Lelaki ajam yang berilmu adalah kufu bagi perempuan arab yang bodoh. Kafa’ah dalam pekerjaan hendaklah pekerjaan laki-laki sepadan dengan pekerjaan keluarga si istri berdasarkan urf dan adat. Kafa’ah dalam keagamaan berlaku bagi kalangan ajam dan arab. Lelaki fasik tidak kufu bagi perempuan sholeh anak dari lelaki sholeh. Tetapi apabila ayah dari perempuan itu fasik, maka tidak ada hhak untuk menolak pekawinan dengan laki-laki yang fasik.
  1. Kafaa’ah menurut Syafi’i
Bahwa kafa’ah harus ada. Tidak adanya kafa’ah (dalam perkawinan) adalah aib. Patokannya adalah persamaan dan kesempurnaan. Pertimbaangan kafa’ah ada 4 jenis :
Nasab
Manusia terbagi menhjadi 2 golongan, arab dan ajam. Orang arab terdiri dari 2 golongan, Quraisy dan bukan quraisy. Orang Quraisy kufu dengn sesamanya, tetapi Quraisy bni Hasyim hanya se-kufu antara sesama mereka.
Agama
Lelaki harus sama dengan si perempuan dalam kesucian dan istiqomah. Apabila si lelaki fasik pezina, maka ia tidak kufu’ bagi perempuan yang suci, walaupun si lelaki telah bertobat. Tetappi apabila si lelakifasik selain fasik zina kemudian ia telah bertobat, maka ia kufu’ bagi perempuan istiqomah.
Huriyah/ kemerdekaan
Lelaki yang termasuk kalangan hamba sahaya mengandung cacat, maka mereka tidak kufu’ bagi perempuan yang bukan budak. Ini berlaku dkalangan ayah. Bukan ibu. Laki-laki yang lahir sebagai budak tidak kufu’ bagi perempuan yang ayahnya orang merdeka.
Khifah/ profesi
Lelaki pemilik pekerjaan rendah, tidak kufu’ bagi perempuan yang ayahnya memiliki pekerjaan yang terhormat. Dan lelaki dari kalangan pekerja khadam atau pelayan tidak kufu’ bagi perempuan anak pedagang, dan anak lelaki pedagang tidak kufu’ bagi perempuan orang berilmu atau kadi, dlihat dari segi adat masyarakat.
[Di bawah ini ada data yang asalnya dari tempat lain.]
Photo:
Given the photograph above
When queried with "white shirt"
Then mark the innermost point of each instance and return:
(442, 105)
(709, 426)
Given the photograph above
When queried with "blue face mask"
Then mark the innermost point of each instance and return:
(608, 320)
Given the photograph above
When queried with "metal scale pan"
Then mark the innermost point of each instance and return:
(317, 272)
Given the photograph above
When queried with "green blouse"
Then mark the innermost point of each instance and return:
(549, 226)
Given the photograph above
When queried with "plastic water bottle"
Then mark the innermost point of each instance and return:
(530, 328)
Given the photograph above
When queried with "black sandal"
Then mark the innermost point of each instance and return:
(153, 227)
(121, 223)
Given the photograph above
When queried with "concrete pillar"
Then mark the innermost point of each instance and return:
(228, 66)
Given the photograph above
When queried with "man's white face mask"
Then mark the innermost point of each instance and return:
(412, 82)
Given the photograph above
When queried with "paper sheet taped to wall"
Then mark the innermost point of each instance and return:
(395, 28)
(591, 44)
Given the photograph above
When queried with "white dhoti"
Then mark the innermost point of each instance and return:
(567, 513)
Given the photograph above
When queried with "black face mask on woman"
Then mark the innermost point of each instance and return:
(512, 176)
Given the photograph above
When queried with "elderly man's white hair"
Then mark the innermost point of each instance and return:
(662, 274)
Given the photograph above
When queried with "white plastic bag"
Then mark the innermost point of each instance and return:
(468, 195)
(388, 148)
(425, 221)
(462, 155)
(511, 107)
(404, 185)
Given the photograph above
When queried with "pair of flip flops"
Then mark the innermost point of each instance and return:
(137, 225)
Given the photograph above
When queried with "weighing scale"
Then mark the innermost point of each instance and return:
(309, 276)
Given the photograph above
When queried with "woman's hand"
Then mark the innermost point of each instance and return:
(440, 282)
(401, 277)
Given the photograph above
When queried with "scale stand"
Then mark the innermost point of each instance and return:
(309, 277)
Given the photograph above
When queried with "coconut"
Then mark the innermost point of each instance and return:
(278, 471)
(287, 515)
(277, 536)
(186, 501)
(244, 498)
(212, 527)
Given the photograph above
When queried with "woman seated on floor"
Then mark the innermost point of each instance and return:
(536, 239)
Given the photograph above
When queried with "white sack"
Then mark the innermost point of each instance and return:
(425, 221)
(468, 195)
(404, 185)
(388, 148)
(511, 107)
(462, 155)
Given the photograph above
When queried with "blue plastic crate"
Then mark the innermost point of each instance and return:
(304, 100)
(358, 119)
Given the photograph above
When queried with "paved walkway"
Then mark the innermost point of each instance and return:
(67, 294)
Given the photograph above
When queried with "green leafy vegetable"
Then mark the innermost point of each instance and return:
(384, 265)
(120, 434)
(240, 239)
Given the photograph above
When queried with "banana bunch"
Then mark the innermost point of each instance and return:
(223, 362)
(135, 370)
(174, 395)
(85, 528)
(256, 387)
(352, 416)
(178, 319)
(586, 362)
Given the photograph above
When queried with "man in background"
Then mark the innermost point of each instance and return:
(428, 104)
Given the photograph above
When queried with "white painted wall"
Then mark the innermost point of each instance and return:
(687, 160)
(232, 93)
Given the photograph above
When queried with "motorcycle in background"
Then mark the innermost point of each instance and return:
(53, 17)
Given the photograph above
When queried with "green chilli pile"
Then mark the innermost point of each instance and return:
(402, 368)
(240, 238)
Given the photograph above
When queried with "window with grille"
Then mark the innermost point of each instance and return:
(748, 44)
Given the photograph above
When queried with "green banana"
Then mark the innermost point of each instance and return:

  1. Kafa’ah menurut mazhab Hambali
Kafa’ah adalah kesamaan dalam lima hal. Pertama keagamaan. Pendosa fasik tidaklah kufu’ bagi perempuan yang saleh dan suci. Kedua, pekerjaan. Pemilik pekerjaan hina atau rendah tidaklah kufu’ bagi pemilik pekerjaan mulia. Ketiga, kelapangan dalam harta, termasuk apa yang diwajibkan baginya dalam hal mahar dan nafkah. Keempat kemerdekaan. Tidaklah lelaki budak tidak kufu’ bagi perempuan merdeka. Kelima nasab. Maka lelaki ajam yang bukan Arab tidaklah kufu’ bagi perempuan Arab.
  1. Kafa’ah menurut Mazahab Maliki
Masalah kafa’ah dalam pernikahan ada dua. Pertama, keagamaan, yakni muslim bukan fasik. Kedua bebas dari aib-aib yang ditentukan si perempuan bagi calon suaminya
Kafa’ah. Dalam hal harta, kemerdekaan, nasab, dan pekerjaan, tidaklah muktabar (diakui). Apabila seorang lelaki rendahan menikah dengan seorang wanita mulia sebagaimana wanita muslim maka perkawinan itu sah.2

1 Beni Ahmad Saebani, Fiqh Munakahat (Buku II), (Bandung: CV Pustaka Setia, 2001), hlm. 200.

2 M. Hasyim Assegaf, Derita Putra Putri Nabi studi kasus kafa’ah syarifah, (Bandung: PT Remaja Rosdakarya, 2000), hlm. 45-54.